Vehicle fleet emissions of black carbon, polycyclic aromatic hydrocarbons, and other pollutants measured by a mobile laboratory in Mexico City
M. Jiang1, L. C. Marr1,2, E. J. Dunlea2,3, S. C. Herndon4, J. T. Jayne4, C. E. Kolb4, W. B. Knighton5, T. M. Rogers5, M. Zavala2, L. T. Molina2, and M. J. Molina2
1Department of Civil and Environmental Engineering, Virginia Polytechnic Institute and State University, Blacksburg, Virginia, USA
2Department of Earth, Atmospheric, and Planetary Sciences, Massachusetts Institute of Technology, Cambridge, Massachusetts, USA
3Cooperative Institute for Research in Environmental Sciences, University of Colorado, Boulder, Colorado, USA
4Center for Atmospheric and Environmental Chemistry, Aerodyne Research, Inc., Billerica, Massachusetts, USA
5Department of Chemistry and Biochemistry, Montana State University, Bozeman, Montana, USA

Abstract. Black carbon (BC) and polycyclic aromatic hydrocarbons (PAHs) are of concern due to their effects on climate and health. The main goal of this research is to provide the first estimate of emissions of BC and particle-phase PAHs (PPAHs) from motor vehicles in Mexico City. The emissions of other pollutants including carbon monoxide (CO), oxides of nitrogen (NOx), volatile organic compounds (VOCs), and particulate matter of diameter 2.5 μm and less (PM2.5) are also estimated. As a part of the Mexico City Metropolitan Area field campaign in April 2003 (MCMA-2003), a mobile laboratory was driven throughout the city. The laboratory was equipped with a comprehensive suite of gas and particle analyzers, including an aethalometer that measured BC and a photoionization aerosol sensor that measured PPAHs. While driving through traffic, the mobile lab continuously sampled exhaust plumes from the vehicles around it. We have developed a method of automatically identifying exhaust plumes, which are then used as the basis for calculation of fleet-average emissions. In the approximately 75 h of on-road sampling during the field campaign, we have identified ~30 000 exhaust measurement points that represent a variety of vehicle types and driving conditions. The large sample provides a basis for estimating fleet-average emission factors and thus the emission inventory. Motor vehicles in the Mexico City area are estimated to emit 1700±200 metric tons BC, 57±6 tons PPAHs, 1 190 000±40 000 tons CO, 120 000±3000 tons NOx, 240 000±50 000 tons VOCs, and 4400±400 tons PM2.5 per year, not including cold start emissions. The estimates for CO, NOx, and PPAHs may be low by up to 10% due to the slower response time of analyzers used to measure these species. Compared to the government's official motor vehicle emission inventory for the year 2002, the estimates for CO, NOx, VOCs, and PM2.5 are 38% lower, 23% lower, 27% higher, and 25% higher, respectively. The distributions of emission factors of BC, PPAHs, and PM2.5 are highly skewed, i.e. asymmetric, while those for benzene, measured as a surrogate for total VOCs, and NOx are less skewed. As a result, the total emissions of BC, PPAHs, and PM2.5 could be reduced by approximately 50% if the highest 20% of data points were removed, but "super polluters" are less influential on overall NOx and VOC emissions.

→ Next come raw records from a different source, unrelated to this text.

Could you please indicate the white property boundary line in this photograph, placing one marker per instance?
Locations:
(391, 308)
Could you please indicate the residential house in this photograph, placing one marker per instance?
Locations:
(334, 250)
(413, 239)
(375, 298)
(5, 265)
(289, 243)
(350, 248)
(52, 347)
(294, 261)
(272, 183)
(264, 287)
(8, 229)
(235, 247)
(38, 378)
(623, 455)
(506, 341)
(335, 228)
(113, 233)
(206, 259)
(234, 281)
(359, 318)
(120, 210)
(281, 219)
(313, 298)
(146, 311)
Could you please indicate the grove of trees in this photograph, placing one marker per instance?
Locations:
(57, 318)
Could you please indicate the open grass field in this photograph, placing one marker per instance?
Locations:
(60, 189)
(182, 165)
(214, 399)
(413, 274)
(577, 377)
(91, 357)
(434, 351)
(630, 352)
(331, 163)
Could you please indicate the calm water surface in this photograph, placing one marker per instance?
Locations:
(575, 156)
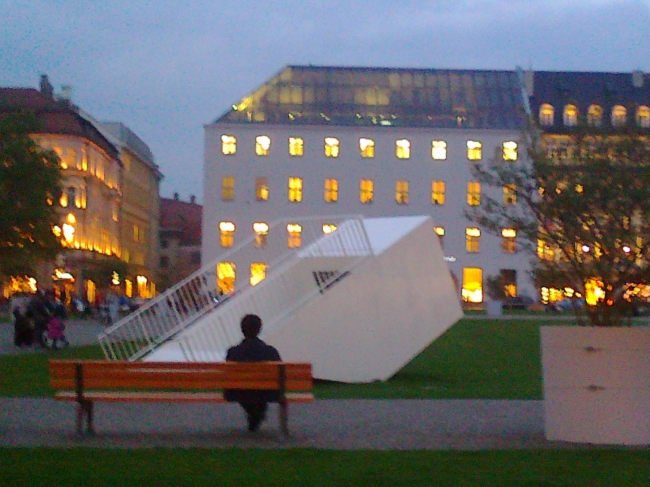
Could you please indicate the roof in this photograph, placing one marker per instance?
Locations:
(352, 96)
(183, 218)
(55, 116)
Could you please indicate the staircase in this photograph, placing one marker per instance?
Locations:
(193, 322)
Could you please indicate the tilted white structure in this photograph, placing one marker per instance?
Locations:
(358, 304)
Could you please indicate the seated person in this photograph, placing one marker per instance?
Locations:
(252, 349)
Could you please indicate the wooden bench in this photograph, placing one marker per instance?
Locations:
(90, 381)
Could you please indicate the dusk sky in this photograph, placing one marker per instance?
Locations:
(166, 68)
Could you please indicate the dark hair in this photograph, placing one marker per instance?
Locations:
(251, 326)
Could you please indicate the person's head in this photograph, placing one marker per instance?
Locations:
(251, 326)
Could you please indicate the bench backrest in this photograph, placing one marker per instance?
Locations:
(105, 375)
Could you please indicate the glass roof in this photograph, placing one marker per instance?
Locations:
(437, 98)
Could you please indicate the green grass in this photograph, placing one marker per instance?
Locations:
(323, 468)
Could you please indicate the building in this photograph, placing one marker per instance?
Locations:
(180, 239)
(369, 141)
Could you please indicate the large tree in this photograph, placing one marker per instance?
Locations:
(582, 211)
(30, 183)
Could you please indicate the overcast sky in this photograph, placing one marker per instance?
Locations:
(166, 68)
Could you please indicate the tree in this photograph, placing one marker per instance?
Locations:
(30, 182)
(581, 210)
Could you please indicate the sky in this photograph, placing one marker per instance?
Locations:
(166, 68)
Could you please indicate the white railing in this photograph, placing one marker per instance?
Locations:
(193, 300)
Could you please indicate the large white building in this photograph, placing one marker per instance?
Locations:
(366, 141)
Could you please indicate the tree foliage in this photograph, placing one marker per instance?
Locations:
(581, 210)
(30, 182)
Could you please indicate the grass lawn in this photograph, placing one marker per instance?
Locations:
(297, 468)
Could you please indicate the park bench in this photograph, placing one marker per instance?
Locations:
(88, 381)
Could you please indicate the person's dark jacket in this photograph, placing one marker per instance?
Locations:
(252, 350)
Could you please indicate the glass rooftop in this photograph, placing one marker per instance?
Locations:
(436, 98)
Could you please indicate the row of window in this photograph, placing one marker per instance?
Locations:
(594, 115)
(294, 235)
(366, 191)
(332, 146)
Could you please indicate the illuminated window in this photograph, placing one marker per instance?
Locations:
(402, 149)
(509, 194)
(228, 188)
(439, 150)
(643, 117)
(438, 192)
(258, 272)
(508, 236)
(472, 239)
(366, 190)
(594, 116)
(472, 291)
(367, 147)
(294, 235)
(331, 190)
(509, 151)
(402, 192)
(227, 232)
(473, 193)
(226, 275)
(261, 230)
(474, 150)
(619, 115)
(296, 146)
(261, 189)
(228, 144)
(331, 147)
(295, 190)
(262, 145)
(546, 115)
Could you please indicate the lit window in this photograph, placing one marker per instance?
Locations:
(570, 116)
(439, 150)
(296, 146)
(643, 117)
(262, 145)
(594, 116)
(508, 240)
(366, 190)
(509, 194)
(228, 188)
(261, 189)
(258, 272)
(294, 235)
(474, 150)
(509, 151)
(472, 239)
(438, 192)
(619, 115)
(367, 147)
(261, 230)
(228, 144)
(402, 192)
(402, 149)
(295, 190)
(546, 115)
(226, 275)
(227, 232)
(473, 193)
(331, 147)
(331, 190)
(472, 291)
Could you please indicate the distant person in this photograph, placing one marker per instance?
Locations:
(252, 349)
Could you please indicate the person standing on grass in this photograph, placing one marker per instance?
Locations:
(252, 349)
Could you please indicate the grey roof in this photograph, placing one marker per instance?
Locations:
(352, 96)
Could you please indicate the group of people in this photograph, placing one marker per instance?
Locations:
(41, 322)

Citation: Jiang, M., Marr, L. C., Dunlea, E. J., Herndon, S. C., Jayne, J. T., Kolb, C. E., Knighton, W. B., Rogers, T. M., Zavala, M., Molina, L. T., and Molina, M. J.: Vehicle fleet emissions of black carbon, polycyclic aromatic hydrocarbons, and other pollutants measured by a mobile laboratory in Mexico City, Atmos. Chem. Phys., 5, 3377-3387, doi:10.5194/acp-5-3377-2005, 2005.